When it comes to drawing up their Marketing budgets, major US brands’ are tending to neglect innovation programs, mainly because they do not have suitable evaluation tools.
While consumer behavior is in constant flux due to all the options offered nowadays by digital technologies, US businesses are struggling to maintain regular and consistent investment in marketing innovation. According to a just-published report from technology and market research company Forrester, entitled Benchmark Your Marketing Innovation Culture, only 10% of the 45 marketing executives surveyed invest regularly in innovation and encourage the creation of a dedicated space to foster strategic improvisation. Paradoxically, these same people recognize the importance of innovation in brand development and its adaptation in the face of the new digital consumer behavior.
A short-termist strategic outlook
The main drawback when it comes to financing innovation lies in the lack of long-term vision in an environment that is primarily geared to annual reporting. The benefits of innovation are generally being spread in random fashion between various areas of the Marketing effort, which means they are likely to have only a gradual impact over the long term. Given this tension between management’s short-term outlook and the long-term vision required for effective innovation, only 11% of the companies surveyed by Forrester have any personnel dedicated specifically to innovation, while only 9% incorporate an Innovation line into all their marketing budgets. Ironically, fully 95% of those polled are aware of the added value that innovation brings and also recognize that marketing innovation programs can generate high levels of ROI. Examples of Innovation programs vary. For instance, 11% of the marketers responding to the survey say their company is currently financing the rollout of real-time marketing programs to test out new ideas or digital innovation centres whose purpose is to develop new digital strategies.
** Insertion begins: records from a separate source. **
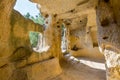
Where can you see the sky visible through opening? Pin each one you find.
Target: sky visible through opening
(25, 6)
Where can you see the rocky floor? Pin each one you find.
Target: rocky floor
(75, 70)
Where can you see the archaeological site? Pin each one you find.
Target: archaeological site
(59, 40)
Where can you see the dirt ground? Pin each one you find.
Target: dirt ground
(73, 70)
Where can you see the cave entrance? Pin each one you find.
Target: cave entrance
(30, 11)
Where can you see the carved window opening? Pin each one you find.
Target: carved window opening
(37, 41)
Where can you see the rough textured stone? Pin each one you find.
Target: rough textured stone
(108, 36)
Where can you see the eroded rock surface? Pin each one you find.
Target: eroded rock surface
(108, 36)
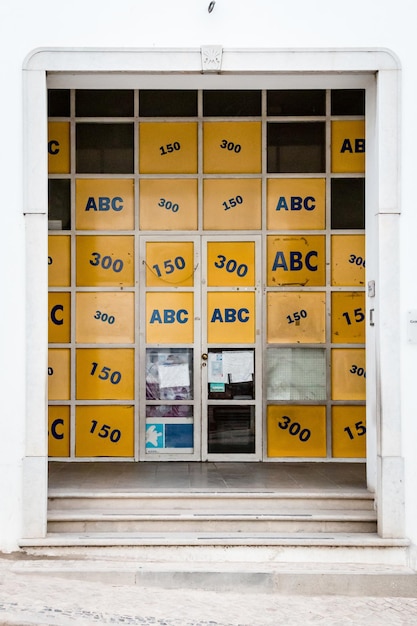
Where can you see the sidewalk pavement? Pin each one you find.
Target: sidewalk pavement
(28, 598)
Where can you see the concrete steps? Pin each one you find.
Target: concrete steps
(349, 567)
(202, 512)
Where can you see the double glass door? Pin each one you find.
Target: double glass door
(200, 395)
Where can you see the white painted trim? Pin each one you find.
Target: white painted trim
(291, 68)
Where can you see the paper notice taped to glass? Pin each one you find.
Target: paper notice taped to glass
(176, 375)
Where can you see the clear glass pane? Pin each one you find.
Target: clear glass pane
(296, 147)
(231, 103)
(168, 103)
(104, 103)
(58, 103)
(231, 429)
(296, 102)
(348, 203)
(296, 374)
(169, 374)
(348, 102)
(231, 374)
(104, 148)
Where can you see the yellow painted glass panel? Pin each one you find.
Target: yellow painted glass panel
(296, 260)
(348, 260)
(349, 432)
(58, 147)
(231, 263)
(105, 261)
(104, 204)
(105, 374)
(59, 374)
(169, 264)
(59, 431)
(168, 204)
(59, 319)
(170, 317)
(296, 203)
(232, 204)
(59, 261)
(230, 317)
(348, 317)
(296, 317)
(167, 147)
(348, 374)
(296, 431)
(232, 147)
(104, 431)
(348, 146)
(105, 317)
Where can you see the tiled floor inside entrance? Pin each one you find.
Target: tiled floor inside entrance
(215, 477)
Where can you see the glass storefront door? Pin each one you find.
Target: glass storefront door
(207, 274)
(201, 334)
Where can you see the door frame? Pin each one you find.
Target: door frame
(376, 70)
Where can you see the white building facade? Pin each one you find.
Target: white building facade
(202, 48)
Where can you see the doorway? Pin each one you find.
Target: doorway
(201, 306)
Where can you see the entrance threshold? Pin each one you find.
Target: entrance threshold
(207, 477)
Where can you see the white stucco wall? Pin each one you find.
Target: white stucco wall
(26, 26)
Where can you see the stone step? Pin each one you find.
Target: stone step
(222, 502)
(93, 556)
(80, 521)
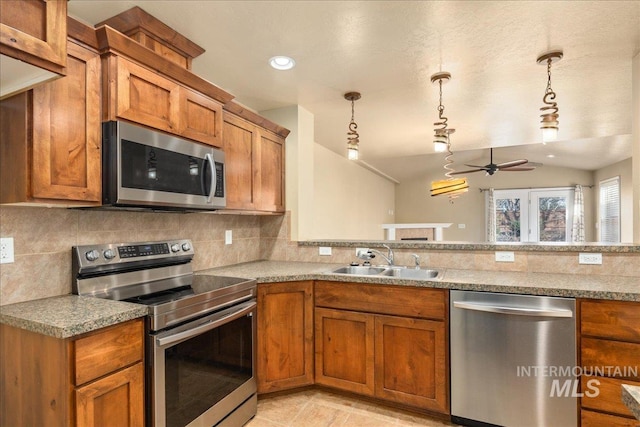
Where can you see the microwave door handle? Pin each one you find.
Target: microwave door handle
(212, 169)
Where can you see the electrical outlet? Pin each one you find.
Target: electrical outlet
(505, 256)
(6, 250)
(590, 258)
(324, 250)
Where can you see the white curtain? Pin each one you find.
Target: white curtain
(577, 234)
(491, 217)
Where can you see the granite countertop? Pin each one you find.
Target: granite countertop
(68, 315)
(631, 398)
(565, 285)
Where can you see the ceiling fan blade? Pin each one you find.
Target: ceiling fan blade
(517, 169)
(469, 171)
(512, 163)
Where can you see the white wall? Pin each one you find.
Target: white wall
(623, 170)
(415, 204)
(350, 202)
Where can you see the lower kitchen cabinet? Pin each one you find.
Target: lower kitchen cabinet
(610, 337)
(387, 342)
(96, 379)
(285, 335)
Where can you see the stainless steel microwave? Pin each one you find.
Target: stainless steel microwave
(144, 168)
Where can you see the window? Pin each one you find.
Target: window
(535, 215)
(610, 210)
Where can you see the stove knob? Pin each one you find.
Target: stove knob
(109, 254)
(92, 255)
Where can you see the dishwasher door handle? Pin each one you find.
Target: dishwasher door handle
(518, 311)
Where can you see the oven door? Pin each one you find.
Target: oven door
(203, 373)
(148, 168)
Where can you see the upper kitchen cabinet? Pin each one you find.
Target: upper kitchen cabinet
(254, 157)
(33, 43)
(50, 152)
(147, 79)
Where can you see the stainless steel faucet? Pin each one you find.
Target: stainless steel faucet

Encouraging an environment that will foster innovation
The two main constraints on financing innovation are a) a lack of encouragement from senior management; and b) the absence of relevant indicators. Only 20% of the heads of marketing surveyed believe that they have the support of their bosses when they action ad hoc Innovation strategies. In addition, only 36% of the brands polled have long-term targets and performance indicators in place, while a mere 27% say they actively track the progress of their Innovation programs. Lastly, the report points to the crowdsourcing approach, which has been widely used by the marketing executives surveyed: 40% of them reported using customer feedback to help pinpoint areas for innovation.